Tetapi tentu pernyataan ini menjadi lain jika dikaitkan dengan kesan bahwa peneliti luar yang melakukan penelitian di sini, telah merugikan daerah.
Saya teringat pada masalah serupa di awal tahun 2000 dahulu, saat orang ribut karena ada kegiatan penelitian di Gunung Palung Ketapang. Waktu itu salah satu dua peneliti yang disoroti kalangan tertentu.
Mereka mengungkapkan kekhawatiran bahwa peneliti luar melakukan pencurian (dan entah apa lagi). Mereka menyebutkan bahwa peneliti luar itu membawa plasma nutfah dari Gunung Palung ke daerah asal mereka, di Eropa sana.
Seorang wartawan di Equator waktu itu sempat bergairah menulis hal tersebut. Saya, waktu sebagai salah satu redaktur (kemudian saya dipecat), mendengar wartawan itu memberitahukan redaktur soal perkembangan pemberitaan. Dia benar-benar bersemangat. Dia mengutip beberapa pengamat dan lembaga swadaya– kononnya begitu.

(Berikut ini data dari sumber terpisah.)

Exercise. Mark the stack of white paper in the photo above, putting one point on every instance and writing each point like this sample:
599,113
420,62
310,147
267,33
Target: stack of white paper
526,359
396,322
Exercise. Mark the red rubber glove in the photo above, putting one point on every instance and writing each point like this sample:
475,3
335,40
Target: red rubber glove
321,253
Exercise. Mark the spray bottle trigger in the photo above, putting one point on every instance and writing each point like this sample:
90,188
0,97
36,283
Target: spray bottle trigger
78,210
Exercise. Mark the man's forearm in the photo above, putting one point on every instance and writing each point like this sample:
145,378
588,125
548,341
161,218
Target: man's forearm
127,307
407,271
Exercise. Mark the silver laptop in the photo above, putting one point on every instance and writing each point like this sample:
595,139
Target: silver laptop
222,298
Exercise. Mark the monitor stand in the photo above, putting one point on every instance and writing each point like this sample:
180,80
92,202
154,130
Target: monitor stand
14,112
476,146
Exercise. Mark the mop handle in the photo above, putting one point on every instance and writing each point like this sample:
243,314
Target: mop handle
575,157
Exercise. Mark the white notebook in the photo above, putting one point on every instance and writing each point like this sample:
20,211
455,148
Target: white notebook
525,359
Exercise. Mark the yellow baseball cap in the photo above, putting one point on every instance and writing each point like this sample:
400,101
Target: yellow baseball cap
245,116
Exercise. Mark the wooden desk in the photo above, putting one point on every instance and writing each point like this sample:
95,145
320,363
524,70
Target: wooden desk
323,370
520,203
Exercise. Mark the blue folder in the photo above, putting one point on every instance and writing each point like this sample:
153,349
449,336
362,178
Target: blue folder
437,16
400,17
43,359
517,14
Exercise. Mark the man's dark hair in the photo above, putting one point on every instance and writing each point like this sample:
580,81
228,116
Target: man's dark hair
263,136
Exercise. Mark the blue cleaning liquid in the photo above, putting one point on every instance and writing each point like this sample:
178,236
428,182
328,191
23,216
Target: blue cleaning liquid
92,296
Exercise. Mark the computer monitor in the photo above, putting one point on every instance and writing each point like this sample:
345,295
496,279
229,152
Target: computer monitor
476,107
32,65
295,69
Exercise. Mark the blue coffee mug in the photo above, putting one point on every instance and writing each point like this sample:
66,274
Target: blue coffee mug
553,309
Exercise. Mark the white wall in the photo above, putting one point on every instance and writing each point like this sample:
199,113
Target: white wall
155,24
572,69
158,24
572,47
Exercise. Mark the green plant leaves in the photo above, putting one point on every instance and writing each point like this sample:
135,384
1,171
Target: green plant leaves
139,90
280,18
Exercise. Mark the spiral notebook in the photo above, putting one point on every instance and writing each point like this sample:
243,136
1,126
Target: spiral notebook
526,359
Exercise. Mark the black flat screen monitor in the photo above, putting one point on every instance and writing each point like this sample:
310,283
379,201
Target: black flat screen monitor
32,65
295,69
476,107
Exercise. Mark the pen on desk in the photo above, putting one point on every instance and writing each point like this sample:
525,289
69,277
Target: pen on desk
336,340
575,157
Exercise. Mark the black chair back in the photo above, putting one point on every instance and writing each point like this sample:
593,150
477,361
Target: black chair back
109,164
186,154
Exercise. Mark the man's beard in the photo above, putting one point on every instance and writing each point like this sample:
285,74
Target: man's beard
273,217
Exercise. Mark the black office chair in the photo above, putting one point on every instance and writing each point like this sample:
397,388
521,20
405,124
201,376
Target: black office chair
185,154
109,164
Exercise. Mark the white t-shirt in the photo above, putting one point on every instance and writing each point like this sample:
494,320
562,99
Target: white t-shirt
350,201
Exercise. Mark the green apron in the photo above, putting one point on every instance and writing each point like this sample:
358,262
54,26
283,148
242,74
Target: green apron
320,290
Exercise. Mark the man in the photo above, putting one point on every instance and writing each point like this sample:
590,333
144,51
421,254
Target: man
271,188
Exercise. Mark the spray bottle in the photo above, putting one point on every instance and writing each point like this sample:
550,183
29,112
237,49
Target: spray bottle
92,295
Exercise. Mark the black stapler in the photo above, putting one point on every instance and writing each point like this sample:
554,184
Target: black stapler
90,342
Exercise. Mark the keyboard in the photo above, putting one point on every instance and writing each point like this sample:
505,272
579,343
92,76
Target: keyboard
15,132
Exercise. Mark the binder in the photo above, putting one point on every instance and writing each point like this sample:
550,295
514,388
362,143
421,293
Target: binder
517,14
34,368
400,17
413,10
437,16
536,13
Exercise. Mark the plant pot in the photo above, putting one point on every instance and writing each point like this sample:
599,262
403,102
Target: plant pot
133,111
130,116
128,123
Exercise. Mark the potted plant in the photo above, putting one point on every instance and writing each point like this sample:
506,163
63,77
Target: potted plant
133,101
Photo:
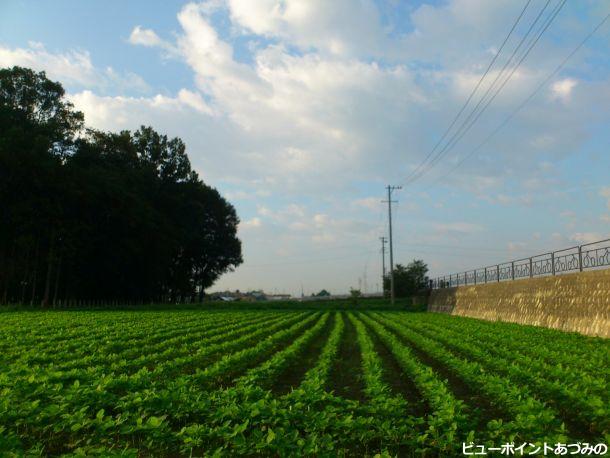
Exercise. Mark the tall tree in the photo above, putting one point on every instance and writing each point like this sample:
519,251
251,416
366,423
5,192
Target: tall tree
91,215
408,280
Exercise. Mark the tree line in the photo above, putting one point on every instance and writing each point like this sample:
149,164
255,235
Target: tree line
87,215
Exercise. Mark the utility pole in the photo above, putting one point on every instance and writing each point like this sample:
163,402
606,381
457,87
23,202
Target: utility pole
383,242
390,201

Saya yang mendengar percakapan mereka ikut nimbrung. Saya mengajak mereka berdiskusi temanya: kerugian apa sebenarnya yang akan timbul dari kegiatan ini? Keuntungan apa yang membuat kita harus mendesak pemerintah agar mengambil tindakan terhadap peneliti asing di hutan nun jauh di Ketapang sana.
Saya mengajukan pendapat: katakan orang asing itu membawa tengkorak orang hutan dari Gunung Palung ke negera asal mereka di Eropa, untuk dijadikan koleksi, untuk dijadikan pajangan, atau untuk dijadikan sebagai sample penelitian, lalu apa ruginya daerah? Apa pemali yang akan tinggal pada masyarakat sekitar Gunung Palung?

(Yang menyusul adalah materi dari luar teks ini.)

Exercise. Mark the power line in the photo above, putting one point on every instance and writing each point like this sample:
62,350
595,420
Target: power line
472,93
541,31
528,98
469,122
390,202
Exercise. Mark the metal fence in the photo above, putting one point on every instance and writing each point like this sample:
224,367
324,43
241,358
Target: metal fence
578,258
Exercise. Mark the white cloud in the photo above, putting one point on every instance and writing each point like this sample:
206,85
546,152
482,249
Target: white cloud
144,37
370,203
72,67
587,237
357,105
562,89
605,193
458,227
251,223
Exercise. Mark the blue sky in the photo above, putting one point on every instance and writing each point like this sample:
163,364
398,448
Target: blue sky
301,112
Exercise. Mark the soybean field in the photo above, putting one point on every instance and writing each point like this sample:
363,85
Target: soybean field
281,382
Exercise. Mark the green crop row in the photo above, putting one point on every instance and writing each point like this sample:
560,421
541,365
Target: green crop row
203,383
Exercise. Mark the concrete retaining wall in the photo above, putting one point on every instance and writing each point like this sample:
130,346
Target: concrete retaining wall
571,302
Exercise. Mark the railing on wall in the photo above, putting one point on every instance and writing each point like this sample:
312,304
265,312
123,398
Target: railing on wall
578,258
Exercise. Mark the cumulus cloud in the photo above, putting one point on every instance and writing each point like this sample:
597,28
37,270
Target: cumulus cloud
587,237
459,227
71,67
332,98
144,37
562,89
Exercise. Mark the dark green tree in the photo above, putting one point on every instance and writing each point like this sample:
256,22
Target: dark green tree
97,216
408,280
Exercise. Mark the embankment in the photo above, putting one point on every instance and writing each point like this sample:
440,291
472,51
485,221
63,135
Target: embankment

Saya yakin, daerah tidak rugi. Saya juga yakin tidak ada pemali yang tinggal dan menimpa masyarakat setempat.
“Orang Barat itu mengambil tengkorak dari atas tanah. Tengkorak yang tinggal setelah induk orang utan dibunuh oleh pemburu. Jika tengkorak orang utan itu tidak dibawa orang asing, mungkin tengkorak itu akan terbiar begitu saja, lapuk oleh zaman dan kemudian mengapur, membaur bersama tanah di mana tengkorak itu teronggok”.
Malah sebaliknya, daerah akan mendapat promosi jika tengkorak itu dipajang. Dengan asumsi bahwa pada pajangan itu ada informasi: tengkorak orang utan dari Gunung Palung Kalimantan Barat.
Orang yang melihat keterangan tentang tengkorak itu tentu akan terbaca dengan nama Gunung Palung dan Kalimantan Barat.
Begitu juga, andai kemudian orang asing itu membuat artikel tentang orang utan Gunung Palung sebagai bentuk laporan penelitiannya. Habitat orang utan akan diceritakannya. Gambaran wilayah juga tentu akan dikemukakan. Artikel itu akan dibaca orang. Orang akan mengenal nama Gunung Palung dan mendapat gambaran sedikit banyak tentang daerah ini. Mungkin dari sekian banyak pembaca, ada mereka yang tertarik untuk suatu saat menjejak kakinya ke Gunung Palung. Bukankah kalau itu terjadi, sesuai pula dengan harapan kita selama ini selama ini agar orang asing datang ke daerah ini?
Kalaupun mereka tidak tertarik untuk datang, artikel tentang orang utan di Gunung Palung pasti akan memberikan bayangan kepada pembaca di negeri lain tentang daerah ini. Ini adalah bentuk promosi. Jika ini yang terjadi, apakah itu tidak menguntungkan?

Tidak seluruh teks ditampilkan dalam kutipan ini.